With respect to the second factor required to pierce the corporate veil-a showing of unfairness or injustice - while a showing of fraud is not necessary, "the requisite injustice or unfairness... is also not simple in nature but rather something that is similar in nature to fraud or a sham. " Foxmeyer, 290 B.R. at 236 (citing Mobil Oil Corp. v. Linear Films, Inc. , 718 F.Supp. 260, 268 (D. Del. 1989)). The "fraud or similar injustice... must, in particular, be found in the defendants' use of the corporate form.'" Id . (quoting Mobil Oil Corp. , 718 F.Supp. at 269). In other words, "the underlying cause of action, at least by itself, does not supply the necessary fraud or injustice. To hold otherwise would render the fraud or injustice element meaningless, and would sanction bootstrapping." Id . (internal quotation marks omitted). "A court shall only pierce the corporate veil in order to prevent fraud, illegality, or injustice, or the adverse effects thereof." Id.

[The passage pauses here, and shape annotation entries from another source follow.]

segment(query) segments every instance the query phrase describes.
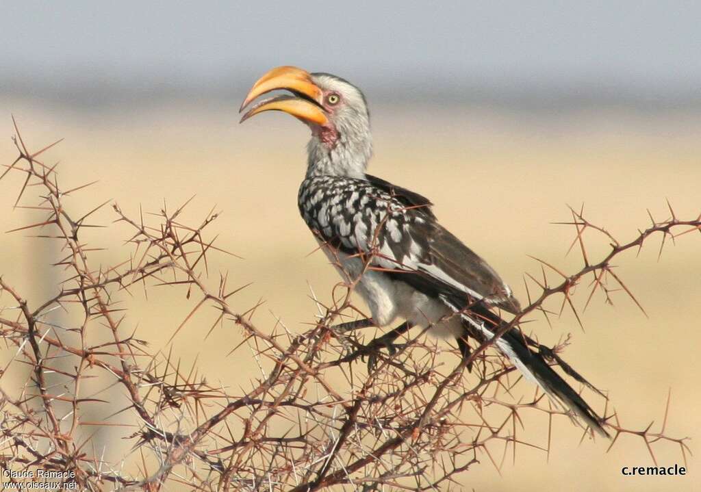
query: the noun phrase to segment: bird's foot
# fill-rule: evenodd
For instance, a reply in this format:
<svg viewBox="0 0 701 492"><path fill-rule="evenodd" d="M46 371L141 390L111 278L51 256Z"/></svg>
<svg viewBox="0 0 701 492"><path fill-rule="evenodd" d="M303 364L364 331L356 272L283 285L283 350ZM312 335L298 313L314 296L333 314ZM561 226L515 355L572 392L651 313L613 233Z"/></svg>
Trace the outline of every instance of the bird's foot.
<svg viewBox="0 0 701 492"><path fill-rule="evenodd" d="M346 359L350 362L360 357L360 360L365 362L365 356L367 355L367 370L368 372L371 372L374 370L377 365L378 357L380 355L381 350L383 348L386 349L389 357L392 357L397 353L399 349L406 346L404 343L395 343L395 341L400 335L406 333L411 327L411 325L408 322L402 323L391 332L386 333L382 336L378 336L366 345L361 346L358 350L346 357Z"/></svg>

Significantly, the court in Harco National Insurance Co. v. Green Farms, Inc. , 1989 WL 110537, at *6 (Del. Ch. Sept. 19, 1989) (unpublished), noted that the issue of whether the corporate entity should be disregarded based on "constructive fraud and injustice" is an "onerous" task for summary judgment. The court finds that, in the instant matter, there are genuine issues of material fact as to whether UBS controlled and influenced AMTLP and/or Seven Trails or vice versa, and whether the corporate cloak was used to perpetrate fraud and injustice involving the transfer of funds from Seven Trails to AMTLP. As such, the court further finds, to the extent Defendants seek summary judgment in their favor as to Count 4 of Plaintiffs' Second Amended Complaint, that Defendants' Motion should be denied.


For the reasons discussed above, the court finds that Defendants' Motion for Summary Judgment will be denied in its entirety. The parties are instructed that the jury instructions which they submit to the court pursuant to the court's Amended Case Management Order (Doc. 76) should properly reflect the law upon which the court has relied in reaching this conclusion. Further, for the reasons set forth above, the court finds that Plaintiffs' Motion to Strike Affidavit of Michael A. Clithero (Doc. 106) will be denied, and Defendants' Motion Nunc Pro Tunc for Leave to File Sur-Reply (Doc. 111) will be granted.


IT IS HEREBY ORDERED that Plaintiffs' Motion to Strike Affidavit of Michael A. Clithero (Doc. 106) is DENIED;

IT IS FURTHER ORDERED Defendants' Motion Nunc Pro Tunc for Leave to File Sur-Reply (Doc. 111) is GRANTED; and

IT IS FINALLY ORDERED that Defendants' Motion for Summary Judgment (Doc. 80) is DENIED, in its entirety, and that Defendants' request for oral argument in this matter is DENIED.